In Galaxy Quest, as in many a Hollywood movie, the point is that the heroes are innocent dreamers. In TOS, the point is that they are the opposite of that.
Beam Me Into the Knowledge Economy, Scotty
So why is there such a thematic disconnect between the parody and the original? There could be several reasons.
Hollywood movies (especially back in 1999) mostly weren't part of long serials. Moviegoers were expected to enter the world with little background. When innocent heroes like Jason Bourne or Neo lack crucial background information, it serves as a kind of metaphor for the viewer's cognitive ignorance.
In contrast, fans of television who return to the series week after week see their own familiarity with the characters and milieu reflected back to them as Scott's or McCoy's expertise. In the movies, viewers don't know what's going on, so neither do the protagonists. In serialized television, the viewers do know what's going on, so the heroes do as well.
The difference may be formal; it might be temporal too. In the 60s, the US was just on the cusp of the knowledge economy. The automobile industry was still booming, as was, unfortunately, the Vietnam War. Heroes got their hands dirty with engine oil, extracted resources, and fought in wars. They did science and tech, but it was grimy science and tech.
By the late 90s, though, deindustrialization was well advanced, and America's economy was more and more funneled into the entertainment industry. Galaxy Quest changed its engineers and soldiers for actors because actors were increasingly what the US had to sell. The Thermians were right after all. The entertainment was the real thing, and it eventually conquered.
Better Acting Through Television
Whatever the reason for the change, there is an irony in Galaxy Quest celebrating actors rather than technicians. That irony being—the TOS performers were pretty clearly better than their big name Hollywood counterparts. Tim Allen is okay, but he's nowhere near as fun to watch as William Shatner, who threw all the ham at the ship walls all the time, but also managed to get a surprising amount of amused nuance into his banter with Spock or McCoy. Rickman can be a tremendous actor, but he doesn't have much to work with here, and certainly doesn't rival Leonard Nimoy's Spock, with his eyebrows and his vacillation between quietly intense competence and unbuttoned scenery chewing. The one exception to the qualitative diminishment, perhaps is Tony Shalhoub as Fred Kwan, whose uncertain, vacillating actor turned engineer carries on the Star Trek tradition of performers like Nichelle Nichols and George Takei who managed to create personality out of few cues and little screen time.
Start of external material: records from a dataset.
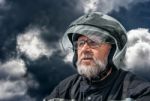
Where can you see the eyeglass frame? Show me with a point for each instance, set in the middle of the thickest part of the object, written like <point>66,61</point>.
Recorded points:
<point>92,44</point>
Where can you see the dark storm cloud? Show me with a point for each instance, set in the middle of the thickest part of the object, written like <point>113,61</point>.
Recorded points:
<point>54,15</point>
<point>136,17</point>
<point>51,17</point>
<point>48,73</point>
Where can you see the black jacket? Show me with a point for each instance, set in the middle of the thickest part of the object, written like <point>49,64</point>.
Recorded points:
<point>119,85</point>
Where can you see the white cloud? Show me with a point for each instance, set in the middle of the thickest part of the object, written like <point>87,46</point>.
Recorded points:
<point>12,88</point>
<point>138,52</point>
<point>31,44</point>
<point>107,6</point>
<point>12,82</point>
<point>13,68</point>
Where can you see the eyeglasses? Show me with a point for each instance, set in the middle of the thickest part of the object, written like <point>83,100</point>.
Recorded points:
<point>92,44</point>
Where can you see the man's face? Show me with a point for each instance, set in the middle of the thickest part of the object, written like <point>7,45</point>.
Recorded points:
<point>91,59</point>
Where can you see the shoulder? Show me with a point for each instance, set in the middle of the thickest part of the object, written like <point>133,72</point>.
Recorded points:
<point>136,86</point>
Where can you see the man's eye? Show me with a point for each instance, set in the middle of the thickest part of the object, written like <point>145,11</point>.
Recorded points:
<point>81,43</point>
<point>92,43</point>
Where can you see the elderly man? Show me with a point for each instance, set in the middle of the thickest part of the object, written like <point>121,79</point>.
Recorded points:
<point>99,45</point>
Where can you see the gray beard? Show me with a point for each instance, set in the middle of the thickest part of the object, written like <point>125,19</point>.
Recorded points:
<point>91,71</point>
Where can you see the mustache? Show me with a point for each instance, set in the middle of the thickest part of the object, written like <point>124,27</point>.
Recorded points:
<point>86,56</point>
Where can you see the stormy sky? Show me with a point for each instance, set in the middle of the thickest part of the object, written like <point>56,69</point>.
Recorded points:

If I were going to give Galaxy Quest a rating, as I've been doing for the Star Trek episodes, I'd put it at around 6.8 or so I guess; closer to a classic like "Balance of Terror" than to an absolute dud like the "Alternative Factor". The Thermian's didn't exactly get the real thing, but what they got isn't bad.
The movie really wasn’t intended as a Star Trek parody per se, despite the cosmetic similarities of the characters. A much better example of a comedic parody of a dramatic original would be “Spaceballs” and “Star Wars.”